Savor produces high-performance triglycerides and structuring emollients directly from carbon.In her view, the next wave of innovation will come from companies that have found entirely new ways to produce high-performing fats and emollients.
Biotech avenues
Earlier this year, Savor established its Personal Care & Beauty division. The company produces high-performance triglycerides and structuring emollients directly from carbon without the need for conventional agriculture.
“For us, the most compelling development is the emergence of fats and emollients produced through organic chemistry rather than conventional agriculture-based means,” says Cecchini.
Savor’s Climate Conscious Triglycerides is a palm-free replacement for CCT. It is designed for brands and manufacturers seeking alternatives to palm-derived and RSPO-dependent ingredients.
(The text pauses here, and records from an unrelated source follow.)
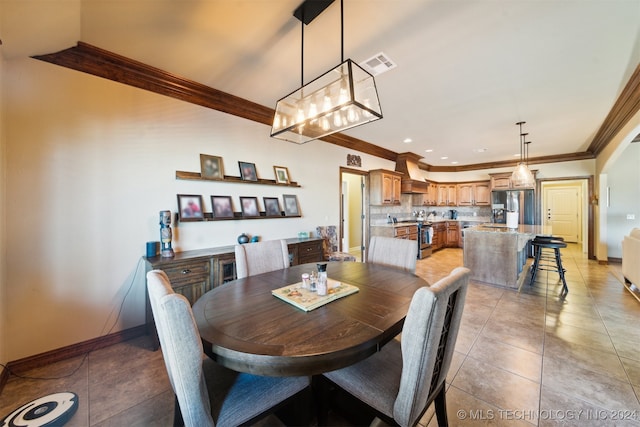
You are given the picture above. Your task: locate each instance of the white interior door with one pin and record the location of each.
(562, 211)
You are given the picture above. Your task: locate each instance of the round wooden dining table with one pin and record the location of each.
(246, 328)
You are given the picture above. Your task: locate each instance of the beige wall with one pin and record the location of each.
(606, 160)
(3, 202)
(90, 163)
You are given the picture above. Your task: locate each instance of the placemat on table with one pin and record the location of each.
(306, 300)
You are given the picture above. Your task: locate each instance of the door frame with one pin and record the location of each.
(364, 208)
(587, 205)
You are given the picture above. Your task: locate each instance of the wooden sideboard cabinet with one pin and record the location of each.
(193, 273)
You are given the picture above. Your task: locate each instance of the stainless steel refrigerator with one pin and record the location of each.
(521, 201)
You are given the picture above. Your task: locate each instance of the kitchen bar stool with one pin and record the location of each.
(548, 262)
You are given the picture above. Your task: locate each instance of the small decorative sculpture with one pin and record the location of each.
(165, 234)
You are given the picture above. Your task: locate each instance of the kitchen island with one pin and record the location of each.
(496, 254)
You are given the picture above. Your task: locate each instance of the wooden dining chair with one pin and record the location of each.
(392, 252)
(208, 394)
(261, 257)
(402, 380)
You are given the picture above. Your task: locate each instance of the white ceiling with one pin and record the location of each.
(467, 70)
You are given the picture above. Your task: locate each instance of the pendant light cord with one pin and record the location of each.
(341, 31)
(302, 51)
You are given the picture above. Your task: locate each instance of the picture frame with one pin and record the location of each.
(248, 171)
(291, 207)
(190, 207)
(211, 167)
(272, 206)
(222, 206)
(249, 206)
(282, 174)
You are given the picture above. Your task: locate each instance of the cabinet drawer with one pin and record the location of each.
(189, 271)
(194, 289)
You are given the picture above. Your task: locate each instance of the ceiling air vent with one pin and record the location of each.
(378, 64)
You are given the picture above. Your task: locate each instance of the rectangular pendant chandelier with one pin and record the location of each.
(340, 99)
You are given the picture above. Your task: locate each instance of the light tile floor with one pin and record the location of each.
(528, 358)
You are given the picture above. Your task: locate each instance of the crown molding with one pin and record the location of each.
(102, 63)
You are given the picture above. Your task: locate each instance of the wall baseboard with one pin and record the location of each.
(22, 365)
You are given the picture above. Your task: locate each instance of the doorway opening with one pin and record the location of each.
(354, 218)
(565, 207)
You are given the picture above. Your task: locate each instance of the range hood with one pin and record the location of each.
(412, 182)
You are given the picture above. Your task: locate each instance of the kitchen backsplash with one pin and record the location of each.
(404, 211)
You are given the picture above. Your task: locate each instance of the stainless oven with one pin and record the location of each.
(425, 232)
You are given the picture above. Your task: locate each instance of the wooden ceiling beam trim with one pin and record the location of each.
(102, 63)
(509, 163)
(625, 107)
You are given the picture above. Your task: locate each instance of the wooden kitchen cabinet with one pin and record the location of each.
(474, 193)
(502, 181)
(384, 187)
(453, 234)
(439, 238)
(426, 199)
(447, 194)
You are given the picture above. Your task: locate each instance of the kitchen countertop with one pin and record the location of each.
(533, 230)
(401, 223)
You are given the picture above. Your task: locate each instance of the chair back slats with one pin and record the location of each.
(181, 349)
(428, 340)
(261, 257)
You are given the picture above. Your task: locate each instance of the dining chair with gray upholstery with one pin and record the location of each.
(261, 257)
(402, 380)
(208, 394)
(392, 252)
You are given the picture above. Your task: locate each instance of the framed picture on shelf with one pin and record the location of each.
(249, 206)
(272, 206)
(248, 171)
(190, 207)
(282, 174)
(291, 207)
(211, 167)
(222, 206)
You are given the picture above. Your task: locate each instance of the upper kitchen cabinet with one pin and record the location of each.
(426, 199)
(474, 193)
(384, 187)
(502, 181)
(447, 194)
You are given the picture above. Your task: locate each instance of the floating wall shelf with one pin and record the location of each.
(196, 176)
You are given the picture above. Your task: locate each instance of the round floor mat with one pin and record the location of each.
(47, 411)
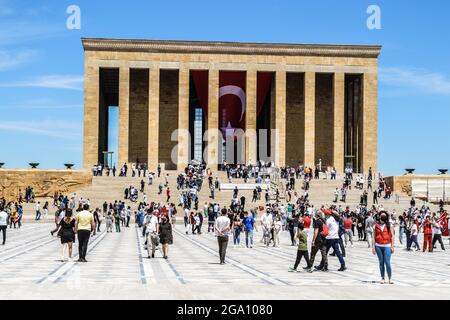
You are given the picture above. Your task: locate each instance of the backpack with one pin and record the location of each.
(324, 231)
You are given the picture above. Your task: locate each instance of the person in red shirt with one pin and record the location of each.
(383, 245)
(427, 234)
(168, 194)
(306, 222)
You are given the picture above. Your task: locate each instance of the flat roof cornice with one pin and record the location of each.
(281, 49)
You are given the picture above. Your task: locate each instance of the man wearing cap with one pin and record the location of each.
(222, 228)
(319, 243)
(332, 239)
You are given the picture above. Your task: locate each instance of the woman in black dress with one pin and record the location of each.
(67, 234)
(165, 235)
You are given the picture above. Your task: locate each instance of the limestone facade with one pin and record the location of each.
(44, 182)
(318, 106)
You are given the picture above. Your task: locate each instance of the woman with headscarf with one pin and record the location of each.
(383, 245)
(165, 235)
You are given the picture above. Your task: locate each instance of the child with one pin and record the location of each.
(302, 237)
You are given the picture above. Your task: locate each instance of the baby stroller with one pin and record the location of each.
(134, 196)
(267, 234)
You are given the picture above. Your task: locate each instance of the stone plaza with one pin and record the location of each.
(119, 269)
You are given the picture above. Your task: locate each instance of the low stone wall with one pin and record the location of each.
(44, 182)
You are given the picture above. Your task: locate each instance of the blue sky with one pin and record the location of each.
(41, 65)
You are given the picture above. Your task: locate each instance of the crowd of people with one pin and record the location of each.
(328, 228)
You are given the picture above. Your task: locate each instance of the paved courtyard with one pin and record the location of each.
(118, 268)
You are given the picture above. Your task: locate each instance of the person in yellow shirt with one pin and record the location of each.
(84, 225)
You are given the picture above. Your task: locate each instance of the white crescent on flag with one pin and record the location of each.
(237, 91)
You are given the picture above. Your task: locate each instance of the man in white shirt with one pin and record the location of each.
(3, 223)
(266, 223)
(222, 229)
(38, 211)
(152, 231)
(187, 221)
(333, 237)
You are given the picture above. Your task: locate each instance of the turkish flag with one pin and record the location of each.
(232, 101)
(232, 95)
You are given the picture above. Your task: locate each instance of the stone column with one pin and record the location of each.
(213, 120)
(91, 115)
(153, 119)
(310, 118)
(370, 122)
(124, 115)
(280, 118)
(250, 118)
(183, 119)
(338, 123)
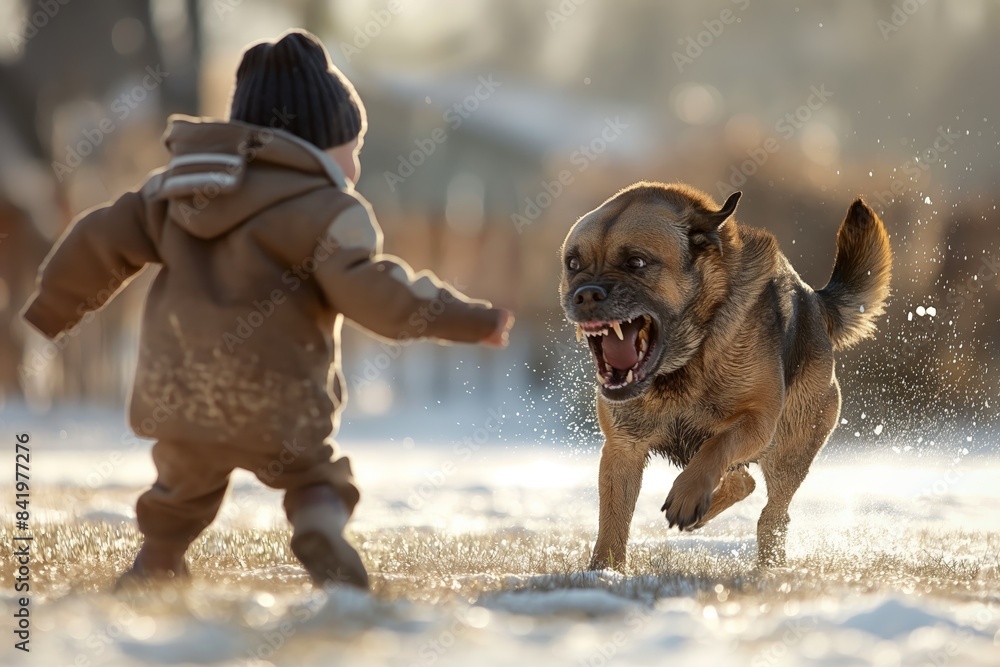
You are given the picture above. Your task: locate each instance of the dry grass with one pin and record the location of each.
(434, 567)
Savor also produces Moraine, a multifunctional structuring emollient that delivers the “richness, cushion, creaminess, and structural support associated with shea butter and tallow.” The company positions the ingredient as a high-performance, next-generation sustainable alternative for beauty and personal care formulations.
“Because we’re working at the molecular level, we can tune fatty acid profiles for specific performance attributes: slip, structure, skin feel, and melting point. That kind of customizability is genuinely new in the personal care ingredient space, and it opens up formulation possibilities that aren’t available with commodity fats,” Cecchini explains.
Using green chemistry and biotech to innovate ingredients for beauty reduces reliance on natural resources.Credible ethics over marketing
The most significant shift that Cecchini says Savor is seeing, is that “ethical” is no longer a positioning but rather a performance requirement.
“Formulators can’t rely on vague sustainability claims anymore because buyers and consumers are asking harder questions about ingredient provenance, supply chain traceability, and environmental impact,” she says.
Von Oppen-Bezalel adds that these claim substantiations should not be in the form of long-term sheets, but be “founded and controlled in the company’s culture, communication language, and actual doings of the company.”
Consumers have gotten sophisticated enough to spot the gap between a brand’s values marketing and what’s actually in the formulation, Cecchini echoes.
“They want to see that commitment carried all the way through to ingredients, beyond packaging or carbon offsets. That means transparency about raw material sourcing, and a real commitment to ingredient quality that doesn’t come at the planet’s expense,” she concludes.